Prince Peter Andreyevich Vyazemsky lived a long life. Born in 1792, he fought in the War of 1812 & was a political reformist in his youth, petitioning the Tsar in 1820 to abolish serfdom. He spent some years as a private citizen after that but went back into government service under a new Tsar & had a long career in the Ministry of Finance.
Although he lived until 1878, this poem, written in 1837 has the weary voice of an old man. Vyazemsky was a close friend of Pushkin (there’s a poem of remembrance for Pushkin in this anthology) so maybe it was grief for the poet’s death in this same year that led to the writing of this subdued, very sad poem.
I have outlived most things and people round me
and weighed the worth of most things in this life;
these days I drag along though bars surround me,
exist within set limits without strife.
Horizons now for me are close and dreary
and day by day draw nearer and more dark.
Reflection’s dipping flight is slow and weary,
my soul’s small world is desolate and stark.

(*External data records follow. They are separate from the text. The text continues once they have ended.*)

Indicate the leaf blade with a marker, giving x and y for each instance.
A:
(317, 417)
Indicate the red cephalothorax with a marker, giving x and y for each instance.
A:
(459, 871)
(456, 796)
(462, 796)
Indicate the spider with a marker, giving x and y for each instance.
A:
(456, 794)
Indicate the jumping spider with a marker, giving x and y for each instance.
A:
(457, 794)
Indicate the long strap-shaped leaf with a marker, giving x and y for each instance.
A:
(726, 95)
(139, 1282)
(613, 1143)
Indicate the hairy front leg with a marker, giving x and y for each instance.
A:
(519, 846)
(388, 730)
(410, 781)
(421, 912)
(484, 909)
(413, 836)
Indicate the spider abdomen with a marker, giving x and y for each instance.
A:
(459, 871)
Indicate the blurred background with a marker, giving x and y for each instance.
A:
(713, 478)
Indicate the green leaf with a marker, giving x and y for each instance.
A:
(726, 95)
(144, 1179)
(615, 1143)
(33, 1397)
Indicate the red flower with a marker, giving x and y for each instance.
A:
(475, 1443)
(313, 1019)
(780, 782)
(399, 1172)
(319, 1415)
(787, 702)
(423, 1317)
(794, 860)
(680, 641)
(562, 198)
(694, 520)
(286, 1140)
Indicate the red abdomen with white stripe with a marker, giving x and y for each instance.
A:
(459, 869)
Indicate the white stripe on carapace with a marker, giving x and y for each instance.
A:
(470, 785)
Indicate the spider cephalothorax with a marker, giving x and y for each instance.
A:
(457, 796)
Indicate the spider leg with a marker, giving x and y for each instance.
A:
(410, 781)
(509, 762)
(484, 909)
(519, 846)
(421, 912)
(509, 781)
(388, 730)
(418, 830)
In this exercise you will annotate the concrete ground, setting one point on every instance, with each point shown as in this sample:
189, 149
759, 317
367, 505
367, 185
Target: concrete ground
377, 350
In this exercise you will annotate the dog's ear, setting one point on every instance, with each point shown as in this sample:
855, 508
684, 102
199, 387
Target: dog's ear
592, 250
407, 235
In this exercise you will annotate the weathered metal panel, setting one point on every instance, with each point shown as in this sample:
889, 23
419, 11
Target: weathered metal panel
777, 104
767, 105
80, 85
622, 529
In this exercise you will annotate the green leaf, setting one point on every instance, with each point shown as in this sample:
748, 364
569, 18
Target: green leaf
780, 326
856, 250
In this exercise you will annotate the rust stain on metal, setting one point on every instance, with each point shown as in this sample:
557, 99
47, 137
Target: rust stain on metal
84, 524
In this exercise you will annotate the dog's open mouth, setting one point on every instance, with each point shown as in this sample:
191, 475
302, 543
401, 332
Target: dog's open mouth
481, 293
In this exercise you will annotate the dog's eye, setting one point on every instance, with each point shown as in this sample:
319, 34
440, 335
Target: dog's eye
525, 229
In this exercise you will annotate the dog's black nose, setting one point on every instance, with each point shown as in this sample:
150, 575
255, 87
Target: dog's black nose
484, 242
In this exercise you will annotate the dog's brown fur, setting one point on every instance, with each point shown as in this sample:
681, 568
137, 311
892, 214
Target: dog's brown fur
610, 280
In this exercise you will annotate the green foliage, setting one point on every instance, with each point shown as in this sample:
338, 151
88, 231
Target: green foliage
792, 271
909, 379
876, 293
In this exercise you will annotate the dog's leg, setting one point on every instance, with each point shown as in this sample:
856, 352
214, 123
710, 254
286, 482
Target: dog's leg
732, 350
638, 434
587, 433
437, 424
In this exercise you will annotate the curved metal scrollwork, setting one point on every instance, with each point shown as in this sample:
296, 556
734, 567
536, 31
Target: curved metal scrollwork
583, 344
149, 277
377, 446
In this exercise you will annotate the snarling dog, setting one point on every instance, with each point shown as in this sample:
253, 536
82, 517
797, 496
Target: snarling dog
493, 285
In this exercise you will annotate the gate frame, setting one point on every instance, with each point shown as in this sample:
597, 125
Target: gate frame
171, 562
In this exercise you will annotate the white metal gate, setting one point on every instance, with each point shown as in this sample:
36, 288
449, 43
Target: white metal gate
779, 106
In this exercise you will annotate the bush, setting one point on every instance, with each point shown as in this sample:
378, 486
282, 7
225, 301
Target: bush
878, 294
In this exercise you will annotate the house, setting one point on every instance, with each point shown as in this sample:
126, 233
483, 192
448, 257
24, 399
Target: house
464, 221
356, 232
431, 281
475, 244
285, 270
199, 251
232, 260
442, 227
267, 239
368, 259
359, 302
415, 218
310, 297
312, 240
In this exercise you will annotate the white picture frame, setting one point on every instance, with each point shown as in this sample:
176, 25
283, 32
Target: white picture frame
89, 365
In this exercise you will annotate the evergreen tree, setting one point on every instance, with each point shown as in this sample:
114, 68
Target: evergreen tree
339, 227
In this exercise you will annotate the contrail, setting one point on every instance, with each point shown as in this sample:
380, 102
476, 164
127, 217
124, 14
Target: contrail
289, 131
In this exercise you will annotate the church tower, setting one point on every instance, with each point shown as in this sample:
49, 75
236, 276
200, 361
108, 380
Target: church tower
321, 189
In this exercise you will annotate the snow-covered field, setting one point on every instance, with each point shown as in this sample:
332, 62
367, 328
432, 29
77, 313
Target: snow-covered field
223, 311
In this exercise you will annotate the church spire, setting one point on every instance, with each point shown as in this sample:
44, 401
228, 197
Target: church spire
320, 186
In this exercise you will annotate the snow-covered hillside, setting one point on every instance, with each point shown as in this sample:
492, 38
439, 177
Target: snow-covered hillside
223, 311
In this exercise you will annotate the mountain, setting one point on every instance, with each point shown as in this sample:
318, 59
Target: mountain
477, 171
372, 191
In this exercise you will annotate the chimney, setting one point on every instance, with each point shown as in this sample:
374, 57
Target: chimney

My mind no longer casts ahead with boldness,
the voice of hope is dumb – and on the route,
now trampled flat by living’s mundane coldness,
I am denied the chance to set my foot.
And if my life has seemed among the hardest
and though my storeroom’s stock of grain is small,
what sense is there is hoping still for harvest
when snow from winter clouds begins to fall?
In furrows cropped by scythe or sickle clearance
there may be found, it’s true, some living trace;
in me there may be found some past experience,
but nothing of tomorrow’s time or space.
Life’s balanced the accounts, she is unable
To render back what has been prised away
and what the earth, in sounding vaults of marble,
has closed off, pitiless, from light of day.